Chapitre 3 : Sirius Black

3191 mots, Catégorie: M

Dernière mise à jour 07/08/2024 14:57

Maïté dégringola dans l'eau ! Ce n'était pas un océan, ni une mer, ni un lac, ni un ruisseau, mais juste une flaque d'eau boueuse au milieu d'une ruelle sombre. Elle ne ressentait pas le froid, même si son dos et ses fesses étaient immergés dans la mare.

Cependant, elle souffrait énormément, la douleur la rongeait de l'intérieur, chaque respiration était un supplice et le sang moussait sur ses lèvres. Son « médecin » interne commenta : « c'est un mauvais signe ça. »

Maïté essaya de se palper pour comprendre l'étendue des dégâts, mais au lieu de passer les mains sur son corps, elle sembla s'effondrer vers l'intérieur. Elle eut l'impression de se transformer en une luciole magique parcourant les os et les artères, en les observant attentivement à la recherche des altérations.

« Les hématomes, ce n'est pas sérieux, je m'en occuperai plus tard. L’os de la jambe gauche, ce n'est pas pressant non plus. Mais là-haut, ah ! C’est urgent - la rate est éclatée, c'est dangereux ! » La petite luciole, qui répondait également au nom de Maïté, s'approcha de rate pour la nettoyer et la réparer. En essuyant son front imaginaire, elle se dit : "Il s'en est fallu de peu." Puis, elle se dépêcha de partir.

« Trois côtes fêlées - on les répare. Ah ! Ici, c'est grave - une côte brisée a perforé le poumon et a également endommagé un gros vaisseau sanguin, en provoquant un Hémothorax (1) Ça explique la présence de la mousse sanguinolente sur les lèvres. » Maïté s'occupa de tout : elle répara d'abord l’artère, puis la lésion du poumon et pour finir ressouda la côte. Elle poursuivit son examen et découvrit une commotion cérébrale avec un hématome sous-dural (2), qu'elle prit immédiatement en charge.

Complètement épuisée, haletante, elle reprit conscience, toujours dans la ruelle, allongée dans l'eau. Elle ne ressentait plus aucune douleur.

Maïté prit une grande inspiration, s'assit, se frotta le visage et sursauta de surprise. Ce n'était pas ses mains, elle avait des petites mains au manucure soigné et non ces « pelles Poclain » (3) aux ongles cassés, qui se trouvaient devant ses yeux.
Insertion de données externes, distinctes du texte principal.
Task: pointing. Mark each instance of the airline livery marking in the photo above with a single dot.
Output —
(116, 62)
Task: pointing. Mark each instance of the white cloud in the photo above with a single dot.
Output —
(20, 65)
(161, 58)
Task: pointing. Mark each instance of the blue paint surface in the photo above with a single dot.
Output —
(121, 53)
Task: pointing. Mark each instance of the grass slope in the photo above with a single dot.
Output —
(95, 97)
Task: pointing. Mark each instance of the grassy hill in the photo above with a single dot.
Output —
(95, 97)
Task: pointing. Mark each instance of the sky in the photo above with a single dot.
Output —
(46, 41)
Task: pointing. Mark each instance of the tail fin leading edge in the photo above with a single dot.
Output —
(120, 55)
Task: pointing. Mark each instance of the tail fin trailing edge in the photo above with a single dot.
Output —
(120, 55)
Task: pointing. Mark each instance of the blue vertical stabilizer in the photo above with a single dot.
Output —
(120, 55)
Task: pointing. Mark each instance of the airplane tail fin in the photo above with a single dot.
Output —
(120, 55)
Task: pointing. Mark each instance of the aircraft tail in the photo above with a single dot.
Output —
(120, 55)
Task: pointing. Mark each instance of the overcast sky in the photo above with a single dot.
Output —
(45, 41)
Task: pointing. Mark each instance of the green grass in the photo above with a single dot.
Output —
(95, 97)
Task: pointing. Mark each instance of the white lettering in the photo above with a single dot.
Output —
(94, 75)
Prise de panique, elle se tâta et se regarda : des jambes longues enveloppées dans un jean déchiré et crasseux, et un torse sans la moindre trace de poitrine, caché sous un sweat tout aussi crasseux. « May ». Chuchota-t-elle. « Quel étrange délire ! C'est vraiment étonnant ! On aurait dû être en décembre mais ici, si l'on se fie à la température, on dirait bien que c'est le printemps. »
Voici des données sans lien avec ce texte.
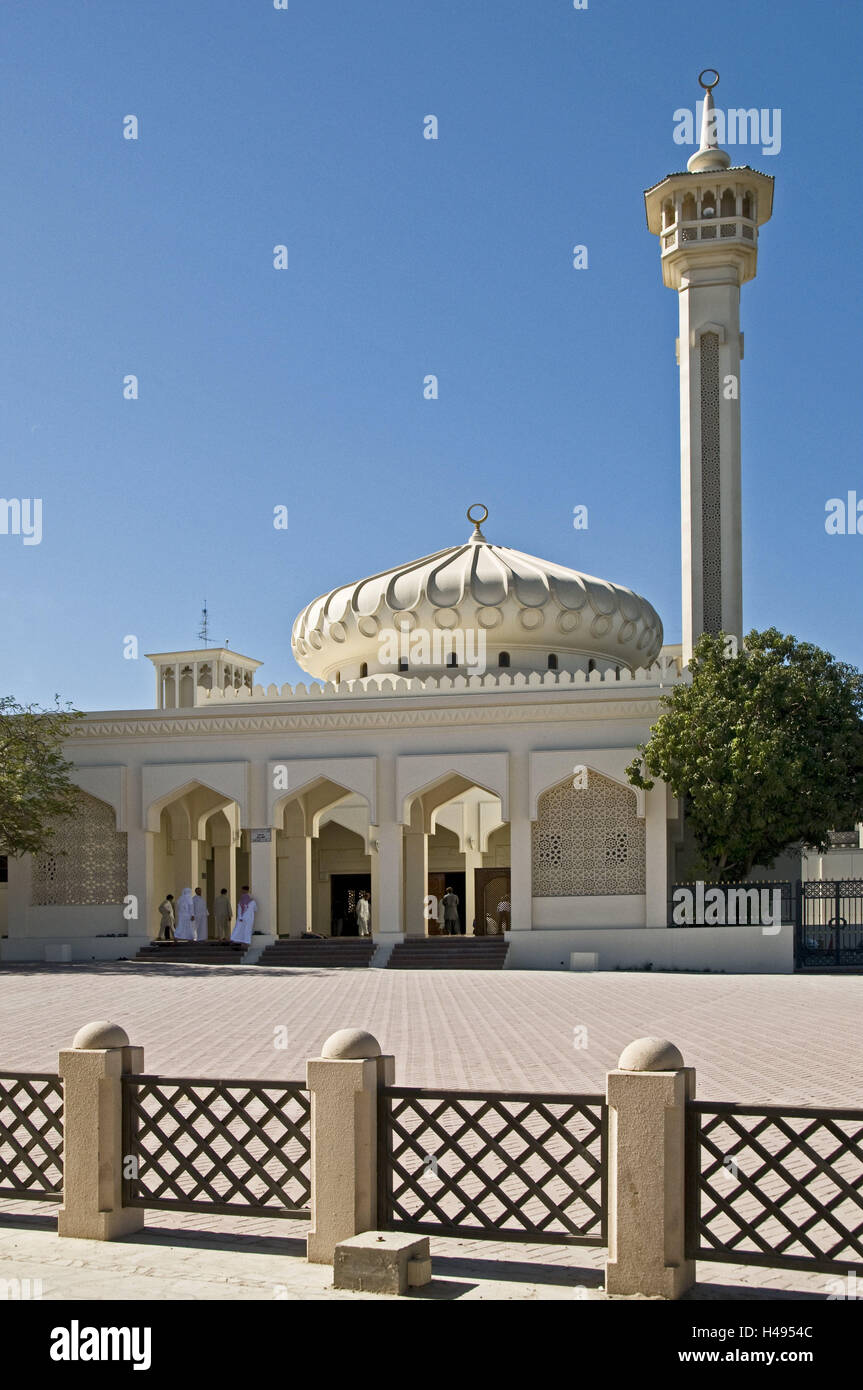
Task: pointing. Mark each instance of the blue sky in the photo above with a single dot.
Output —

Ensuite, elle se remémora l'accident, les rencontres bizarres qui le suivirent, et elle dut déployer des efforts titanesques pour rester calme.

« Pas d'affolement, des deux choses une, soit je suis devenu folle à cause du stress, et actuellement en plein délire, j'occupe une chambre tout confort au sein d'un hôpital psychiatrique. Soit j'ai réellement eu un accident de voiture et c'est mon cerveau, mourant ou comateux qui me montre ce « cinéma ». Dans ces deux cas je n'y peux rien.
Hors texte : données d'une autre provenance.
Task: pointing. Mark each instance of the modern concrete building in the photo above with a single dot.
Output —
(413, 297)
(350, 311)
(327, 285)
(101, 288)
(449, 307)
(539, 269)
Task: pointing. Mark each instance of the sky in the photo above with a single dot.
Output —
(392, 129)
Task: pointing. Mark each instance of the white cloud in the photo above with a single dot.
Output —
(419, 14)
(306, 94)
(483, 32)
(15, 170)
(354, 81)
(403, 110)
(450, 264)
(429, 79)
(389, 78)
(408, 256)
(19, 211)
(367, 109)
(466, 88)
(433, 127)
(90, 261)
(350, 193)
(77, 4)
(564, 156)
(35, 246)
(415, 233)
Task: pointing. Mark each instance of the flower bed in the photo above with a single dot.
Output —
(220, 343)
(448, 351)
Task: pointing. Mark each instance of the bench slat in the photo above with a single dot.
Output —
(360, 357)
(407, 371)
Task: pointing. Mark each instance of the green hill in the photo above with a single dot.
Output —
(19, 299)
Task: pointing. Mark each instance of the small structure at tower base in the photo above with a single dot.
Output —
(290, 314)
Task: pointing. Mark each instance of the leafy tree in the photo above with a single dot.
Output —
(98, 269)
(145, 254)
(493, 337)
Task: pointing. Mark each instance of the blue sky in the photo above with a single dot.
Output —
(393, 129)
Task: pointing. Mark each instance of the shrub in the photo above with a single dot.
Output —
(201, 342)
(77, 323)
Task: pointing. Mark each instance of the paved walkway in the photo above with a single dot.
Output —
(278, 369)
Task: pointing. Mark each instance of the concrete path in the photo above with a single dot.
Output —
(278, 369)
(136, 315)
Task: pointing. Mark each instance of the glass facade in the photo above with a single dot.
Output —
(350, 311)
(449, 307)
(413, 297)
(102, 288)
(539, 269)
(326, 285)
Mais il existe une toute petite probabilité que tout ça soit vrai : accident, Nazgûl, May... Et là je peux agir ! Alors je vais faire comme si... De toute façon si je suis cinglée ou mourante, cela ne me nuira pas. Donc passons aux choses sérieuses. »

Maïté, (ou peut-être May ? Non, amis et voisins, pas encore, pas tout à fait) jeta un coup d'œil autour d'elle avant de se lever et repéra des bouts de bois et des cordes brisées. C'était tout ce qui restait de la guitare de May. Ou devrait-elle dire sa guitare ?

Elle ramassa les morceaux sans comprendre vraiment pourquoi, puis se dirigea vers la sortie de la ruelle, cherchant une rue plus animée ou du moins, mieux éclairée. Maïté avança péniblement dans l'avenue, traînant sa jambe gauche et manquant presque de tomber. La différence de longueur, avec la gauche, plus courte de deux centimètres, posait un problème, bien que non critique. Ce qui le contrariait vraiment, c'était que le centre de gravité de ce corps était nettement différent de celui auquel Maïté était habituée. Elle s’inclina doucement vers l'arrière pour compenser par habitude la poitrine, actuellement inexistante, et faillit tomber à nouveau dans la flaque...De plus, May était grand et sa perspective visuelle fut inhabituellement élevée, ses pieds étaient énormes et ses bras trop longs. Et, si lui n'avait pas de seins, il possédait en revanche autre chose. Cela choqua Maïté qui se demanda comment les hommes arrivaient à se déplacer avec ça entre les jambes ! Les organes génitaux extériorisés, si peu protégés, étaient à la fois agaçants et angoissants ! Positivement Maïté n'avait pas l'impression d'être à sa place dans ce corps, se sentant plutôt comme une invitée inopportune. Ainsi, même marcher était déjà un défi.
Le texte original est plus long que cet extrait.